A bipartisan bill, SB87, in the Ohio Senate would create a state commission and state office for Asian American and Pacific Islander affairs.
Sen. Tina Maharath (D-Canal Winchester), the first Asian American woman elected to the Ohio General Assembly, says this would create an opportunity for Asian Americans to speak out about violence and hate crimes.
"If we don't create this safe space for constituents of Asian American descent to come in to provide us that information, we're not going to be able to gather and disseminate that information, unless they bring those concerns up to us," Maharath says.
Sen. Niraj Antani (R-Miamisburg), the first Indian American to serve in the Ohio Senate, is also a sponsor of the bill.
"Having good data to make decisions off of is extremely important," says Antani. "And one of the things this commission could do is work with law enforcement agencies and try to coordinate and get better data on different kinds of hate crime."
Antani says the state should be working to reduce violent acts against any race, but adds that Asian Americans and Pacific Islanders tend to receive less attention than other minority communities.
"When you are seen as -- 'the other' -- people get afraid of 'the other' and so this commission is a way of raising the issues that the Asian American community has in Ohio and certainly one of the goals should be to combat anti-Asian racism," Antani says.
The group, Stop AAPI Hate, has been collecting data on racially motivated incidents against Asian Americans and Pacific Islanders.
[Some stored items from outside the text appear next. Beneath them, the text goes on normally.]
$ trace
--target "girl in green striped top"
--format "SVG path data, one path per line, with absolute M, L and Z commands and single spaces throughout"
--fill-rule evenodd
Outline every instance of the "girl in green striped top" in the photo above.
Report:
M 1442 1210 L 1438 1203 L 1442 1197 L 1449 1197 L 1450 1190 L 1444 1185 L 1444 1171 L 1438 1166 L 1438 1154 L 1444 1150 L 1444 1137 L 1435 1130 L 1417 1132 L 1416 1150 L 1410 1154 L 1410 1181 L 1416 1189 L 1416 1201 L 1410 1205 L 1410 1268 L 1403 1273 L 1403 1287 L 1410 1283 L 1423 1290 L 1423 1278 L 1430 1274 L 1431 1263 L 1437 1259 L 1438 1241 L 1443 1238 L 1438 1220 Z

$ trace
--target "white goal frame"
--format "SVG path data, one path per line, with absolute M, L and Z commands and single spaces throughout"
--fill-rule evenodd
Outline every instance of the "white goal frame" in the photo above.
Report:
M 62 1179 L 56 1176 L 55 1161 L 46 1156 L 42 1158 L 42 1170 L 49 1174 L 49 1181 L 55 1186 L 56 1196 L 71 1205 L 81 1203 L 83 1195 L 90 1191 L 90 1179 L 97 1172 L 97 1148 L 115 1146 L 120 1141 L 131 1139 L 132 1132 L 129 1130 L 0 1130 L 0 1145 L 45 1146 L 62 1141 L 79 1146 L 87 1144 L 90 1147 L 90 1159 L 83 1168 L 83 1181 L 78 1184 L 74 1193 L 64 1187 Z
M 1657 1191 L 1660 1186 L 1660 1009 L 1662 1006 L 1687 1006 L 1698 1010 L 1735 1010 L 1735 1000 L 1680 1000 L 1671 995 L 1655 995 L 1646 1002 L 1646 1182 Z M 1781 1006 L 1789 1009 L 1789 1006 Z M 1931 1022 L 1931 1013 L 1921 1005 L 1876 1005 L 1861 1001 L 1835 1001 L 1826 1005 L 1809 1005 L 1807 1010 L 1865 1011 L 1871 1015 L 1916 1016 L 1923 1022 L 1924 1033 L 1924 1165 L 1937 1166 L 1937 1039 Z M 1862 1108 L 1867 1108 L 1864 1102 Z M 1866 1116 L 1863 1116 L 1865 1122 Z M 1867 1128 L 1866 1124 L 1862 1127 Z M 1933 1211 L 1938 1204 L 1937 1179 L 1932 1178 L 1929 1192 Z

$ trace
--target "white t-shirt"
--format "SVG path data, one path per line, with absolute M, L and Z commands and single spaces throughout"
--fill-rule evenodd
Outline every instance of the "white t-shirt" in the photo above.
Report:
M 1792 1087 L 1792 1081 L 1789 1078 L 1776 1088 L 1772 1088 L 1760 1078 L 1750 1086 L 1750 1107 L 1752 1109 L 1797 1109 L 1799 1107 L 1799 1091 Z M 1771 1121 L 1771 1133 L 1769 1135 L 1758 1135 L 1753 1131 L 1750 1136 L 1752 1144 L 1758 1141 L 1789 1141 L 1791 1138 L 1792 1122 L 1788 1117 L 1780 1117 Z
Their latest report says 3,795 incidents were reported to the group from March 2020 through February 2021.
These allegations of hate incidents include:
- Verbal Harassment
- Physical Assault
- Civil Rights Violations
- Online Harassment
"These killings come amid a number of anti-Asian incidents that's been going on since the beginning of the pandemic before we even went into lockdown. And I just think this is the opportunity for all of us including Ohioans to stand up for the rights of our fellow Americans especially our Asian Americans. That way we can be safe and be treated with respect and dignity," says Maharath.